Pembelajaran matematika materi geometri di SMK membutuhkan kreativitas siswa. Penelitian ini bertujuan untuk menganalisis keefektifan MEA berbantuan modul scientific dan mendeskripsikan proses pembentukan karakter kreatif dan pemecahan masalahnya untuk materi geometri kelas X. Dalam pembelajaran tersebut, siswa dibentuk dalam 6 kelompok dan diberi permasalahan melalui modul. Setiap kelompok mengamati, menanya, mengumpulkan informasi, mengasosiasi informasi serta mengkomunikasikan untuk diperoleh suatu kesimpulan. Penelitian ini merupakan jenis penelitian kombinasi kualitatif dan kuantitatif tipe Concurrent Embedded. Populasi penelitian ini siswa kelas X SMK Negeri 8 Semarang yang terdiri dari 11 kelas. Teknik pengambilan sampel dengan cluster sampling dan terpilih kelas X TKJ 1 sebanyak 36 siswa. Diambil 2 siswa kelompok rendah, 1 siswa kelompok sedang dan 2 siswa kelompok tinggi. Keefektifan model pembelajaran didasarkan pada analisis ketuntasan hasil tes kemampuan pemecahan masalah serta pengaruhnya terhadap kemampuan pemecahan masalah, peningkatan karakter kreatif dan peningkatan ketrampilan pemecahan masalah.

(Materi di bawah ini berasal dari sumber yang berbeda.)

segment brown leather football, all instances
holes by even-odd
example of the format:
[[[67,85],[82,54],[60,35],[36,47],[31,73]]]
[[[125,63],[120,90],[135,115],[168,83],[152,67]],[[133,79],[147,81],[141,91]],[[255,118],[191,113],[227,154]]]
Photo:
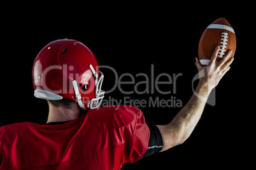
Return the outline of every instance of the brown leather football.
[[[224,18],[211,23],[201,37],[198,55],[201,65],[208,64],[217,46],[220,46],[220,48],[216,62],[221,60],[229,49],[232,51],[229,58],[234,57],[236,48],[236,34],[231,25]]]

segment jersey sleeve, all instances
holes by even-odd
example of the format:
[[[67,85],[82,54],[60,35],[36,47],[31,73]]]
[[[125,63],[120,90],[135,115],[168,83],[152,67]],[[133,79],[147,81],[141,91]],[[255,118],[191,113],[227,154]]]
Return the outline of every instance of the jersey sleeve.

Hasil penelitian diperoleh efektif, karena kemampuan pemecahan masalah matematika telah mencapai kriteria ketuntasan minimal (KKM) yakni sudah mencapai lebih dari 75%. Besarnya pengaruh karakter kreatif dan kerampilan pemecahan masalah terhadap kemampuan pemecahan masalah sebesar 37,5%. Karakter kreatif siswa menjadi lebih baik yaitu sudah memiliki kemampuan untuk melaksanakan exploring, planning, doing/acting, communicating dan reflecting dalam memecahkan masalah matematika.